Ah, the polaroid. A long lost tradition. Instant cameras have been commercially available since the late 40s, and were all the range in the late 20th century. People were thrilled at the opportunity to take their own photographs, but over time this eventually got replaced by obsessing over multiple images on a mobile phone. Gone was the instant capture of single moments when you were happy or you saw something stunning. I think it's time to bring that back, albeit in a more minor role.
I was first properly introduced to the idea of taking polaroid photographs in my second year of college, hanging out with my arty friends. When they were kind enough to buy me a camera for my birthday, I finally realised exactly how fun it is. We spent days going on adventures and taking pictures and creating collages of all the fun we'd had. Those were the best days, and we probably wouldn't have had so much fun if we weren't being artistic with it. Since beginning my own adventures with an instant camera, I decided it was time to share that feeling and that joy which comes with holding in your hand the perfect image capturing something that just happened. And that's something that you can keep forever, to remind you of that moment.
Not only do you get this feeling of instant gratification from the picture you just took, but seeing yourself or your surroundings or your friends in sepia tones, where the colours seem more romantic and beautiful than they are before you is a precious experience. If you have never shot on a polariod, all I say is that if this is something that you have never tried, maybe it's time you did!
If photography is an interest of yours, which if you're reading this article I assume it may be, experiencing a wide variety of different ways to capture your images is so important to help you develop your unique sense of style. Whether you usually lean towards film or digital, experimenting with polaroids is so much fun, you may just find yourself accidentally in love with them. Creating memories is always a wonderful idea, but sometimes this kind of memory feels worth so much more than something digital, for reasons that allude me.

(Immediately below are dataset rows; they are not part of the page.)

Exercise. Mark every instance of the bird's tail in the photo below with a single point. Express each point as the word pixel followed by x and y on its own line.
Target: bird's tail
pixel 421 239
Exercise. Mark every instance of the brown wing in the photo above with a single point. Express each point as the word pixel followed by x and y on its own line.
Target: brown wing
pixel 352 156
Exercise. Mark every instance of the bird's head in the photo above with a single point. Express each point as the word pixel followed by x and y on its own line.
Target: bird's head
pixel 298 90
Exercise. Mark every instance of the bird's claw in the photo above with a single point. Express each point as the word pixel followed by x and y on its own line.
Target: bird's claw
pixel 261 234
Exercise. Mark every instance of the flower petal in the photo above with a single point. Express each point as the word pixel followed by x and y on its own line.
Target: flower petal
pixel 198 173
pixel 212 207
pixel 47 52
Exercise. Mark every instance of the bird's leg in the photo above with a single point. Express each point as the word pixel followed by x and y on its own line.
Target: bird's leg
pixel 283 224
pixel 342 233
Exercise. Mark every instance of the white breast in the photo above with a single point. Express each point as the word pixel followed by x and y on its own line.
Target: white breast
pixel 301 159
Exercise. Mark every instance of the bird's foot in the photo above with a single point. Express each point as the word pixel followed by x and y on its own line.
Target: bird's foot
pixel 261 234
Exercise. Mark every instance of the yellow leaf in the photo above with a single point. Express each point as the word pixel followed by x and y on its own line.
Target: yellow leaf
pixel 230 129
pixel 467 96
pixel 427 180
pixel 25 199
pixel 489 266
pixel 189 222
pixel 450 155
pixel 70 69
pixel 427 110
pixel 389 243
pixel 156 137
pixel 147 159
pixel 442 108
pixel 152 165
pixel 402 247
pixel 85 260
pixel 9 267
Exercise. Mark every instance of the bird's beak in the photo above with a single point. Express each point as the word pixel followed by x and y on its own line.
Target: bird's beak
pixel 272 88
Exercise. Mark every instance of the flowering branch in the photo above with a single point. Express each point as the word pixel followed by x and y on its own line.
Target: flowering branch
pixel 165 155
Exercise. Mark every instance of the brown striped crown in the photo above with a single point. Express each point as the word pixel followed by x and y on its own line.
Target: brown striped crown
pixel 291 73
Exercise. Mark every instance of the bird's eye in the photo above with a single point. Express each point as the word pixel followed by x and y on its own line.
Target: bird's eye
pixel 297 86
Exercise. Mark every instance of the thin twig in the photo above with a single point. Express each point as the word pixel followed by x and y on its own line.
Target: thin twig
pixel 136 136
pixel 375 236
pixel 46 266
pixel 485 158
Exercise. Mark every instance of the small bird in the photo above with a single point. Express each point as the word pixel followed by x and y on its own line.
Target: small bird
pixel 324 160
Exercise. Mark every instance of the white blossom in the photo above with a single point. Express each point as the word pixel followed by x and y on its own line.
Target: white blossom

In the end, it may not be for you. Polariod cameras are expensive, and the price of film can be, frankly, extortionate—see if you can find someone who does own one, maybe hire one. While it not being your thing might put you off, there's no harm in trying, just once. Nothing looks better on the pages of a scrapbook than a selection of polariods you took. No digital enhancing, no worrying about whether or not it looks just right. Only fun, happy shots from a day out (or in!).
When you're outdoors in the sunlight and you take a polaroid of yourself, it just always seems to come out in prettier colours and everything looks so beautiful. I feel so confident posing in front of a polariod, the shades and the shadows and the vintage touch and the not-quite-big-enough-to-see-my-imperfections images. Your surroundings, too, look more vibrant, with less blemishes. Everything just seems so much happier.
At the end of the day, nothing can quite beat the feeling of instantly holding in your hand a piece of art you just captured. If you are not already familiar with this feeling, all I can do is recommend that you try it! It's not encouraged enough, anymore—living in the moment. Photographs today are carefully planned out, staged, stressed over. This way there is none of that. You take one, maybe two pictures, and then you're done. In my opinion, that is natural and perfect. There is no better way to capture a true moment of your life, to cherish forever.
So go out there, on a bright, sunny day, and shower the grass with stunning images with those classic white frames. Make art and create something happy.